Le deuil d’Albertine et les discussions avec Gilberte sur Saint-Loup font croire qu’en réalité le roman est sans fin. Pourtant, la lecture d’un pastiche des frères Goncourt, qui met en scène ses propres personnages, fait entrevoir l’auteur, caché depuis le début derrière un narrateur. Il prend à ce moment-là un certain recul, une distance par rapport à ce qui a précédé, et révèle que toute la psychologie de ses personnages se situe dans leur conversation.

Première clé enfin explicite en main, le lecteur s’attend donc à assister à l’exposé des théories esthétiques tant annoncées. Rien n’y fait, car la guerre de 1914 vient encore une fois le retarder. Dès lors, le narrateur sort de son cadre habituel, les salons et sa chambre, pour se faire le témoin d’évènements historiques.

Son talent d’observateur révèle les impacts de la guerre, tant sur l’art que sur la composition des réunions mondaines, ou encore sur les formes de langage. L’inconscience générale de son milieu est confrontée à un Charlus lucide et vindicatif, qui encore une fois se place comme le poète incompris de la société. Son « vice » le rattrape vite dans l’estime du narrateur quand celui-ci se trouve être le spectateur involontaire d’une scène de sadomasochisme dans un hôtel.

La mort de Saint-Loup et le souvenir qu’il remue sont les derniers événements qui précèdent une ellipse temporelle importante. Quelques années plus tard, donc, le narrateur est en proie aux plus grands doutes quant à sa vocation littéraire et à son talent. Une matinée chez les Guermantes vient le sortir de son défaitisme, alors que le phénomène de mémoire involontaire de la madeleine dans Swann, se reproduit par trois fois.

Dans la bibliothèque de ses hôtes, il prend alors conscience de la puissance de la mémoire qui lui procure une jouissance extratemporelle, lui fait effleurer l’éternité par un sentiment fugace et encore non maîtrisé.
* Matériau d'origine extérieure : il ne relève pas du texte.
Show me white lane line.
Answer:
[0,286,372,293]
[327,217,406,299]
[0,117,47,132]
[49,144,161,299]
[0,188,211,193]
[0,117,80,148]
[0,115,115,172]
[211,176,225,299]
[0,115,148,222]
L’imagination et l’intelligence prennent une toute autre valeur à ses yeux, et il perçoit la nécessité profonde de faire une œuvre pour traduire sa vérité intérieure. Le constat de la vieillesse de ceux qu’il a toujours connus accroît cette urgence, en lui révélant cruellement le temps écoulé.

Les souvenirs qu’il a jusqu’ici exposés, les ambiances qu’il a cherché à retranscrire, tout prend enfin son sens. A ses yeux, la beauté se trouve dans l’expérience personnelle, et la matière de son œuvre ne sera rien d’autre que la vie qu’il a vécue. L’histoire de La Berma et de sa fille est la dernière à montrer cette progression du temps et la variabilité qu’il impose.

Finalement, la fille de Gilberte, son premier amour, incarne malgré elle le passé, le cristallise et le réunifie. Le narrateur, qui se révèle donc auteur, s’empresse d’aller écrire, sentant peser sur lui la double menace de son corps malade et d’une mort imprévisible. L’œuvre s’achève au moment où il s’apprête donc à relire son passé, qui commence avec

F.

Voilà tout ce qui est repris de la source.